1.    Faktor-faktor pemicu terjadinya Perang Salib.
2.    Tahap-tahap Perang Salib.
3.    Dampak Perag Salib.
4.    Faktor kekalahan kaum Muslimin pada Perang Salib I

B.    SEBAB-SEBAB TERJADINYA PERANG SALIB
Menurut syaikh al-Malghuts perang salib berawal dari kekalahan pasukan Romawi pada pertempuran Malazgirt (Manzikert) yang terjadi tahun 463 H/1071 M. Pertempuran Malazgirt adalah perang yang dilancarkan oleh Dinasti Seljuk guna menyatukan seluruh dunia Islam di bawah kekuasaan Khalifah Abbasiyah. Rangkaian penaklukan oleh kesultanan Seljuk ini membuat Kaisar Romawi, Armanus naik Pitam.  Sang Kaisar kemudian merancang sebuah penyerangan untuk untuk menjaga wilayah  kekaisaranya. Tak berapa lama kemudian, pasukan Armanus telah terjun ke dalam berbagai  pertempuran. Salah satu peristiwa yang paling penting adalah pertempuran Malazgirt pada tahun 463 H. Pertempuran yang terjadi di Zahwah ini berhasil dimenangkan oleh pasukan Muslim. Bahkan, pasukan Muslim  yang dipimpin oleh Sultan Arselan berhasil menawan Armanus. Ketika Armanus dihadapkan kepada kepada Sultan Arselan   ia menyangka  akan diperlakukan secara tidak hormat. Ia mengira akan dibunuh dan dicaci di seluruh wilayah kekuasaanya. Ternyata Sultan Arselan mengampuninya dengan uang tebusan sebesar 1.500.000 dinar.  Bukan hanya itu Arselan juga menyerahkan uang 10.000 dinar kepada Armanus sebagai bekal.Arselan juga membebaskan sekelompok panglima perang Armanus dan sebagian pengikutnya. Bahkan, Arselan  mengirimkan seregu pasukan Muslim untuk mengawal sang Kaisar sampai ke negrinya.
Setelah pertempuran Malazgirt ini Dinasti Seljuk-Muslim semakin kuat, sedangkan pihak Romawi semakin lemah untuk berhadapan dengan sebuah negara baru. Segera setelah itu perang salib pun meletus yang faktor-faktor pemicunya akan dijelaskan selanjutnya.

1.    FAKTOR AGAMA
Kemenangan kaum Muslimin pada pertempuran Malazgirt berimplikasi pada jatuhnya Baitul Maqdis ke tangan kaum Muslimin. Oleh karean itu para pemimpin Kristen di Eropa menyerukan pembebasan Baitul Maqdis dari Bani Saljuk. Seruan ini sendiri beawal dari adanya  informasi provokatif yang disampaikan oleh Peter the Hermit , seorang pendeta asal Prancis yang  mendatangi Baitul Maqdis mengaku bahwa dirinya dan beberapa orang peziarah lainnya telah diperlakukan secara tidak layak oleh kaum Muslimin. Dan tatkala Peter sampai di negerinya dia langsung menuju Roma  untuk menghadap Paus Urbanus II guna menyampaikan seruannya merebut tempat suci Kristen.Bukan hanya sampai di sana , Peter kemudian menyambangi Jerman, Perancis, Belgia, untuk menyampaikan seruannya  kepada khalayak guna merebut “Makam Kristus”.
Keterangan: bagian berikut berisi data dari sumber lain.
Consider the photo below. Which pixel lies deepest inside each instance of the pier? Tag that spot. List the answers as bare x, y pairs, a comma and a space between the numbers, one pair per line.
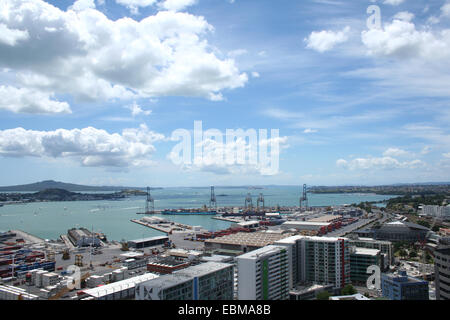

Sebagai respon terhadap kampanye dan propaganda yang dilakukan oleh Peter, maka pada bulan November 1095 M   diadakan Konsili Clermont, Prancis dan dipimpin langsung oleh Paus Urbanus II. Menurut al-Malguts, “konsili inilah yang secara signifikan memberi pengaruh pada upaya pelaksanaan perang salib.  Lewat konsili ini pula dilakukan usaha penyatuan dan peredaman konflik antara Gereja Timur (Byzantium) dan Gereja Barat (Latin), yaitu dengan dicabutnya trakat pemisahan yang pernah ditandatangani oleh Kaisar Byzantium. Paus Urbanus juga mengarahkan kalangan penguasa, agamawan, dan para saudagar, Italia yang ikut serta dalam konsili Clermont untuk menyematkan tanda salib dari kain merah kepada para prajurit Kristen. Tepat pada tahun 1097 M perang salib I meletus”.  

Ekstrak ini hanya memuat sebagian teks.